SAN ANTONIO (AP) -- Tara VanDerveer is willing to cut officials some slack with her Stanford Cardinal playing in the national championship Sunday night, saying they can't see everything and they do work hard to do their best.
Still, the type of basketball being played in the women's NCAA Tournament looks very different from how they played early this season and VanDerveer said again Saturday that she just wants some consistency and players able to play without being thrown to the floor.
"It's just the attitude that we change from playing basketball in the fall and winter to playing football in the spring," VanDerveer said. "And I think we just need to be consistent with how we want our game played."
This women's tournament has had three very notable questionable calls and non-calls just since Monday night.
First came the lack of a call when Baylor's DiJonnai Carrington was hit on the elbow and again in the face on a shot at the end of the game against UConn in the River Walk final.
Then Stanford's Katie Hull appeared to kick the ball away from South Carolina guard Zia Cooke with 1:46 left in Friday's first semifinal. Hull got the ball to Cameron Brink for a layup and a 64-59 lead in a game Stanford won 66-65. And UConn guard Christyn Williams fouled out with 3:51 left in the Huskies' 69-59 loss to Arizona.
TV replays showed Hull's outstretched leg kicking the ball and later in the other semifinal that Williams made no contact with Arizona guard Aari McDonald. VanDerveer said she thought Brink was hacked on the turnover that set up South Carolina's last two shots at a victory.
South Carolina coach Dawn Staley saw the kicked ball.
"I didn't make a big deal out of it," Staley said. "But, I mean, I don't know what you want me to say. I can't say much about it besides they (officials) got a tough job."
Officials called 30 fouls in Stanford's win, though Brink and South Carolina's Aliyah Boston and Destanni Henderson finished with four apiece.
Far more whistles blew in the other semifinal, with 44 total, and both UConn and Arizona finished with more fouls than shots made.
UConn had 23 fouls and was 20 of 56, while Arizona shot 20 of 50 with 21 fouls called. Williams said the officiating was different in the semifinal and thought Olivia Nelson-Odoba fouled.
"Obviously I was devastated because I had to go out of the game," said Williams, who had a team-high 20 points.
Staley said officials have a tough job.
"There are dreams on the line," Staley said. "Everybody wants to compete for a national championship.
For all the talk about underclassmen like UConn's Paige Bueckers, the first freshman to win The Associated Press player of the year award, and Caitlin Clark of Iowa, the teams in the national title game are led by some very talented upperclassmen.
Arizona coach Adia Barnes keeps insisting that Aari McDonald deserved much more than being named second-team All-American, and the senior guard helped slow down Bueckers to get the Wildcats into the title game.

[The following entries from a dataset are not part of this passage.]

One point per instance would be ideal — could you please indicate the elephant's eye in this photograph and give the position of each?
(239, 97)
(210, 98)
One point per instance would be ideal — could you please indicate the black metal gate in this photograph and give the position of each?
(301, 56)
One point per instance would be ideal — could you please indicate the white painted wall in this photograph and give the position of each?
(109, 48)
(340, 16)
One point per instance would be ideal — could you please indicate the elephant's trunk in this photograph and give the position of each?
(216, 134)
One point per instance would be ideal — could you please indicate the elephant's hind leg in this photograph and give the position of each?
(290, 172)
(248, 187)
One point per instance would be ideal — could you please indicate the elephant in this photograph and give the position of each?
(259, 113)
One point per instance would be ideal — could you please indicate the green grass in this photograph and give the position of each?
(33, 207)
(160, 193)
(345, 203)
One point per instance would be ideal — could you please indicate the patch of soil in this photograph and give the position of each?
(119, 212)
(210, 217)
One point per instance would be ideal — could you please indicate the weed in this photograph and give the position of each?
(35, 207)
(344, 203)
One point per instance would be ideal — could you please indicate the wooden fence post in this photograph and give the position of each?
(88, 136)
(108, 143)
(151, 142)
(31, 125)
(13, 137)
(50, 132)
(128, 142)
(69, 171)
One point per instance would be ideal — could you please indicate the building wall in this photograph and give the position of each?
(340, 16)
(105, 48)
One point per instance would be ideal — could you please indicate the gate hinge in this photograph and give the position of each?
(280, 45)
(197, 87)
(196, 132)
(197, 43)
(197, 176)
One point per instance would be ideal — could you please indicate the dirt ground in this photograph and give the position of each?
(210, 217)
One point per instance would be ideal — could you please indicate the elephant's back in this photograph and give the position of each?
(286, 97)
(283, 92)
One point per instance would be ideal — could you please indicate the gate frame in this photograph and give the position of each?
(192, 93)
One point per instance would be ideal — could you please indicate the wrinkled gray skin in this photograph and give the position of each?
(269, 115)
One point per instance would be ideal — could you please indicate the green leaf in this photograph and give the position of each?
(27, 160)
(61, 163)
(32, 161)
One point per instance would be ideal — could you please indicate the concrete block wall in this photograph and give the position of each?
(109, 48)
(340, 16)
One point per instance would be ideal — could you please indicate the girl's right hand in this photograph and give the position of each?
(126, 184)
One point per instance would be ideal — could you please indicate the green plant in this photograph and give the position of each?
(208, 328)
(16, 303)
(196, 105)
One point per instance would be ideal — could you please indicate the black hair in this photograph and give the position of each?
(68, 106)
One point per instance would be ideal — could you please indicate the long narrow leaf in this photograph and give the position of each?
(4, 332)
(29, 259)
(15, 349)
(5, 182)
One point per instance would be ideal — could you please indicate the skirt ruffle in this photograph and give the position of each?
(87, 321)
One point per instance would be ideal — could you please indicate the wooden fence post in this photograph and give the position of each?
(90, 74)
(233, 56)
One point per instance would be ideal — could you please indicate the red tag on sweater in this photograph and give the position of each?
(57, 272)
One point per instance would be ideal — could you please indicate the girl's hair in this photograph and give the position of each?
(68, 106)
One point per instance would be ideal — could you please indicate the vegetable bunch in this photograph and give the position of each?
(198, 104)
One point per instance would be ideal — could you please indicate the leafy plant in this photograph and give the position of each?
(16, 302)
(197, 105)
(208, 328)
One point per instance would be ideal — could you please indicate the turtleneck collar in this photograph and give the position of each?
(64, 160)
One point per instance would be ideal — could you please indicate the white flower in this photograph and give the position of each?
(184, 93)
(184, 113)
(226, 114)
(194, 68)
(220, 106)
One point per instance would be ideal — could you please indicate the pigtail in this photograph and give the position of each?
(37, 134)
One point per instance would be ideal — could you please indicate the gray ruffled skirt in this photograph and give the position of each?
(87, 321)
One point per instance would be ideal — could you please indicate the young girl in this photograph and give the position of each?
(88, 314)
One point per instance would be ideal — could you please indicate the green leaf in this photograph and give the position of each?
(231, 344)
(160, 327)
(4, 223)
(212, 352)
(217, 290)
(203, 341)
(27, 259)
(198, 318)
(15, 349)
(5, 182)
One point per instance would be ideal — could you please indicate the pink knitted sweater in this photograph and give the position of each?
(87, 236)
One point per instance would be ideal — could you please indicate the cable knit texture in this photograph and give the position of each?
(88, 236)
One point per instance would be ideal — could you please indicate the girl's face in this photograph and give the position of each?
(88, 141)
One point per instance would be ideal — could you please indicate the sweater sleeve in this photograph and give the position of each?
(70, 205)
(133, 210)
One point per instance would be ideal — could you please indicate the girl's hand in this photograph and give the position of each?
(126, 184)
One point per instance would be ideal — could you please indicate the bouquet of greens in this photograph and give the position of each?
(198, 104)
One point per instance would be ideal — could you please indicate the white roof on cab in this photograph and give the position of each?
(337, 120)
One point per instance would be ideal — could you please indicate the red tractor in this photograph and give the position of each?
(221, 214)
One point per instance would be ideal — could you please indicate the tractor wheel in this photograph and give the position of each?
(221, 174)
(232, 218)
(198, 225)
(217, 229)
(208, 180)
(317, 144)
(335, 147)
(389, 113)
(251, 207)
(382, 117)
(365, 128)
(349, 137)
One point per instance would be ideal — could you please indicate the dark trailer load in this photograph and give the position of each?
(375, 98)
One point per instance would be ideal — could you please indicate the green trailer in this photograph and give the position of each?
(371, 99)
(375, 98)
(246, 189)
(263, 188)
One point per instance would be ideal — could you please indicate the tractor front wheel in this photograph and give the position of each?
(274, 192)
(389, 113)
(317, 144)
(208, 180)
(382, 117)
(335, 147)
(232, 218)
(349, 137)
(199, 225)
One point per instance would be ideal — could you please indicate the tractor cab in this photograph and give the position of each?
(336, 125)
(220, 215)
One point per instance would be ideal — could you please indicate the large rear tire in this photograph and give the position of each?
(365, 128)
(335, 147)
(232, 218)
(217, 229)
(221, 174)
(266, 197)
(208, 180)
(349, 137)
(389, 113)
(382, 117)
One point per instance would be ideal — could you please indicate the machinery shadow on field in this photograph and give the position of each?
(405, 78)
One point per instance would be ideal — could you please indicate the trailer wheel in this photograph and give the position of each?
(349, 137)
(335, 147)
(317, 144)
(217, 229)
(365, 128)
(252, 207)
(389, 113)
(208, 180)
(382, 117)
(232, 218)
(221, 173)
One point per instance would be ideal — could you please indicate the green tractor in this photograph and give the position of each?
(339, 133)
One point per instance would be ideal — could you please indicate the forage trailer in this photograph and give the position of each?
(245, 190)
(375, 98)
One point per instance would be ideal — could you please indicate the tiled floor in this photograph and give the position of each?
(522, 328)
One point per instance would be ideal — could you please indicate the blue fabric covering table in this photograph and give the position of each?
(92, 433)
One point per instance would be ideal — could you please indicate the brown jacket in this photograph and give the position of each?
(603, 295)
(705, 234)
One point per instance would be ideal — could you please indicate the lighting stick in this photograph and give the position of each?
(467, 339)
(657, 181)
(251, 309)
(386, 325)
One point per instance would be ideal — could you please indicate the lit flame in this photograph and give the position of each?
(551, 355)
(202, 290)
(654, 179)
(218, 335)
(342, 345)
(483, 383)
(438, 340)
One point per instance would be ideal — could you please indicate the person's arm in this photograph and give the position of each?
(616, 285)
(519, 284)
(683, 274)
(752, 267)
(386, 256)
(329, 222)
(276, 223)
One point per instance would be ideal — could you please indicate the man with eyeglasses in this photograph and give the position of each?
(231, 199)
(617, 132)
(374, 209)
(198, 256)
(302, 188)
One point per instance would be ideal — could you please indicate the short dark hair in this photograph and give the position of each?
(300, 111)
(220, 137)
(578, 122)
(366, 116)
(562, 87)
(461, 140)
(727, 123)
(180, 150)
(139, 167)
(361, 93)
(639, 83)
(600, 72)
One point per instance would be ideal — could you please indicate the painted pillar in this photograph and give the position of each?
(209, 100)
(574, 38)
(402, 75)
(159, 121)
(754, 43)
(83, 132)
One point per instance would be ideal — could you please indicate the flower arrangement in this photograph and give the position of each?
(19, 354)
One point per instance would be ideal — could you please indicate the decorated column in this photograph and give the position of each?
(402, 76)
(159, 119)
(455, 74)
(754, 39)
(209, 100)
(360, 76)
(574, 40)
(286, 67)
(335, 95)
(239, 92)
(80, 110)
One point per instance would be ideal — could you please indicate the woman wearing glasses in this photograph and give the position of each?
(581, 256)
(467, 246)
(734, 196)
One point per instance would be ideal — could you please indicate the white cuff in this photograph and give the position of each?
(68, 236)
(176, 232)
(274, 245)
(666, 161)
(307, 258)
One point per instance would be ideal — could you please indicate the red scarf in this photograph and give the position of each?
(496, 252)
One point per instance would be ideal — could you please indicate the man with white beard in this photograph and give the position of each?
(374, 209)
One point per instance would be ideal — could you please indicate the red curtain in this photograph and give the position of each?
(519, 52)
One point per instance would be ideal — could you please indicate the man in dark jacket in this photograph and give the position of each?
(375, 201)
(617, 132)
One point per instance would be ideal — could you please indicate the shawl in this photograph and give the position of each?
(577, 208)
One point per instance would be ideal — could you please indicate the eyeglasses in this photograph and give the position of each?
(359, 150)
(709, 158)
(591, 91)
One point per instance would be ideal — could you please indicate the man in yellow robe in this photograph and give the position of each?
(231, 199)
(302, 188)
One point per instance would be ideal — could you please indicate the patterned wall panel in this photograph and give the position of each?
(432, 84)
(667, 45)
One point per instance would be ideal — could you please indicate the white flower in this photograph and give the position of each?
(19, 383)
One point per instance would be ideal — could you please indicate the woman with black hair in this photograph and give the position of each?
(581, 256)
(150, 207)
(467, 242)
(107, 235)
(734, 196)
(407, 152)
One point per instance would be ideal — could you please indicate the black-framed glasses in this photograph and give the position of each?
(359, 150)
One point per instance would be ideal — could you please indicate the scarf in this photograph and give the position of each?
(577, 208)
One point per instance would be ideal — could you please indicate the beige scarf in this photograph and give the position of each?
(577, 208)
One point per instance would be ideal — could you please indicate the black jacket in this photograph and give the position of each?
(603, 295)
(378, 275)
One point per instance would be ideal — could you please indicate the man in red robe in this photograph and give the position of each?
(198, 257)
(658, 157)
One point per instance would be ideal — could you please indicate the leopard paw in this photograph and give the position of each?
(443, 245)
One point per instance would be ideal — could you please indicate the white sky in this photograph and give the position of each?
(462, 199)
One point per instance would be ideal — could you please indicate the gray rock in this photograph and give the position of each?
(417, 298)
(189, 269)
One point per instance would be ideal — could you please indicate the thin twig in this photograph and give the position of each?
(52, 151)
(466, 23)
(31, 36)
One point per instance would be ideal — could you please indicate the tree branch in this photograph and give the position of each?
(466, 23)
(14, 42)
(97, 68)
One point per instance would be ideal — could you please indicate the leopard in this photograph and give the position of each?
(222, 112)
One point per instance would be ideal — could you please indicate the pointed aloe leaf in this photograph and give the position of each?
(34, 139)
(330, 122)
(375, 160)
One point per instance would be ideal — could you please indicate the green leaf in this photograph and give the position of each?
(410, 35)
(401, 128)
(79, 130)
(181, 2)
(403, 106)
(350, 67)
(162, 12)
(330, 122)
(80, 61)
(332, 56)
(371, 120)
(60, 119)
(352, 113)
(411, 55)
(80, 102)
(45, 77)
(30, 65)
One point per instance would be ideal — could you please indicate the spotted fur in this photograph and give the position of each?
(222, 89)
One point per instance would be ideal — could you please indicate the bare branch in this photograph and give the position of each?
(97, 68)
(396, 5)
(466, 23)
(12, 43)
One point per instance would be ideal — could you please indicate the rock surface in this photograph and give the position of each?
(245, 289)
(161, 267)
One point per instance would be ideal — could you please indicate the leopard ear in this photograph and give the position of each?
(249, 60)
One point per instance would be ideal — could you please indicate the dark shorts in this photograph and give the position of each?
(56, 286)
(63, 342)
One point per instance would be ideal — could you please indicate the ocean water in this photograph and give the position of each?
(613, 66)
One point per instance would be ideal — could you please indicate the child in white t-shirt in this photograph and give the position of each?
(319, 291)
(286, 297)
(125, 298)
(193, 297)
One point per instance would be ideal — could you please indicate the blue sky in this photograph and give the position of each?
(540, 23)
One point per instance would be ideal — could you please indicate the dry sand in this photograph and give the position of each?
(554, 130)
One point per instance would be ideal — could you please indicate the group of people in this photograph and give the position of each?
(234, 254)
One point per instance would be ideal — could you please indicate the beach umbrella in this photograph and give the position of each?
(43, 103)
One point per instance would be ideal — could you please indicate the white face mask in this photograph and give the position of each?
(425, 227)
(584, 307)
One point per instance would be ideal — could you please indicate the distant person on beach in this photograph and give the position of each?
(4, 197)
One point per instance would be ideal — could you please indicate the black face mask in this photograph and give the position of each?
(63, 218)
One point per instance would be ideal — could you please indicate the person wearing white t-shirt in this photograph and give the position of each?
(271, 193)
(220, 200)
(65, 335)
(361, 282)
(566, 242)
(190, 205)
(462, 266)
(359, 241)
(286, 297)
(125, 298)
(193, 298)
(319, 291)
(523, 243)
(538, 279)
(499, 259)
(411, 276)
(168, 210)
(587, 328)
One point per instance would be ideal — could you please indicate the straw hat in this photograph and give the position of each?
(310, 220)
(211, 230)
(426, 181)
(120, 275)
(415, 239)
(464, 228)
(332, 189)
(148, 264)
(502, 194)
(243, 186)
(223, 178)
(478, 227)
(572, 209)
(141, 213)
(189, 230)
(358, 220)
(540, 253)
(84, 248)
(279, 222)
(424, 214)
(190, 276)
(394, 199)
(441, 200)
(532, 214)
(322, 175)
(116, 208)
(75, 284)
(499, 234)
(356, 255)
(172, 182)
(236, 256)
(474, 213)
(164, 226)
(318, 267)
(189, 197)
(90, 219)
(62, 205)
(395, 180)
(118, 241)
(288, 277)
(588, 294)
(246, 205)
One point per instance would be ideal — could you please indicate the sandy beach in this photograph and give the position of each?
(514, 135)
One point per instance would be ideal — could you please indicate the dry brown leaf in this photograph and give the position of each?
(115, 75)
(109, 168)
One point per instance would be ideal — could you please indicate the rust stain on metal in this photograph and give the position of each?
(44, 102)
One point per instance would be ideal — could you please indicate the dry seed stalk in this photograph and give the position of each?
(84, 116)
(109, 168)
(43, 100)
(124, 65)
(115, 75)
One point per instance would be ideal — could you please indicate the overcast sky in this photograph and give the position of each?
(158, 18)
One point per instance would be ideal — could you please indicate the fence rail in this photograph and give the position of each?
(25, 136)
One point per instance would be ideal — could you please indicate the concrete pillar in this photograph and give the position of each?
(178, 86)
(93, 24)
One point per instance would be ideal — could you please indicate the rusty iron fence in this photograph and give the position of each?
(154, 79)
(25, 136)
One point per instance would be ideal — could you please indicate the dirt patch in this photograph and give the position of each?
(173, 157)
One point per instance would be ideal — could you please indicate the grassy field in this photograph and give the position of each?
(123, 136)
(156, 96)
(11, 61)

Stanford counters with a pair of senior guards in Anna Wilson, a fifth-year player, and Kiana Williams. Wilson has been a lockdown defender for the Cardinal while running the offense as well.
"We trust everything that they do," Stanford sophomore forward Ashten Prechtel said.
TV cameras caught Arizona coach Adia Barnes in a passionate moment of celebration after the Wildcats' upset of UConn. She's not backing down a day later.
Barnes admitted Friday night that she used an expletive in telling her team to forget the people who didn't believe in it. She wrote on social media Saturday that it was supposed to be a private moment with her team and no, she didn't gesture at the camera.
She told reporters later Saturday she thought it was a more intimate huddle that appeared different on TV.
"I'm not apologizing for it because I don't feel like I need to apologize," Barnes said. "It's what I felt was my team at the moment, and I wouldn't take it back. ... So I'm in those moments and that's how I am sort of apologized for doing that. But I'm just me, and I have to just be me."
All 63 games in this women's NCAA Tournament were broadcast nationally, with six on ABC, the first on a national broadcast network since 1995.
And people have been tuning in.
ESPN reports the Elite Eight averaged 1.186 million viewers, a jump of 6% from 2019. The Sweet 16 averaged 915,000 viewers for a 66% improvement and the most-viewed Sweet 16 since 2013. Second-round games averaged 375,000 viewers, while the 48 first- and second-round games averaged 261,000 viewers.
Viewership was up 11% from 2019 for the semifinals. ESPN reported Saturday that the games averaged 2 million viewers combined, with the audience peaking at 3.3 million for Arizona's win over UConn. That game averaged 2.5 million, up 15% from 2019.
Arizona senior forward Sam Thomas said they're playing entertaining and quality basketball with future WNBA stars.
"Now we're getting more views, more respect," Thomas said. "I think they said, like the UConn-Baylor game had the most views for that game or something like that. So I mean, it's just nice to now finally be here. And we're getting some more respect. We're seeing change. So hopefully that progresses into the future as well."
PLAY LIKE MAGIC
Leave it to reporters to spill to players what a coach really thinks about how they play. That's how Stanford guard Haley Jones learned that coach Tara VanDerveer compared how she plays to Magic Johnson.
Jones immediately lit up at the compliment.
"She never told me that," Jones said with a big smile.
The 6-foot-1 sophomore guard hit the game-winning jumper with 32 seconds left to lift Stanford over South Carolina and into the Cardinal's first national championship appearance since 2010. A native of Santa Cruz, California, Jones called Johnson a legend.
"The way that he is so long, lanky, agile, athletic, he's kind of like a point forward like myself, I guess," Jones said. "He can really do everything. I love his passing ability and the court vision that he has. ... That's the highest compliment I've ever heard, so... Thanks! Shout-out to T-Dawg."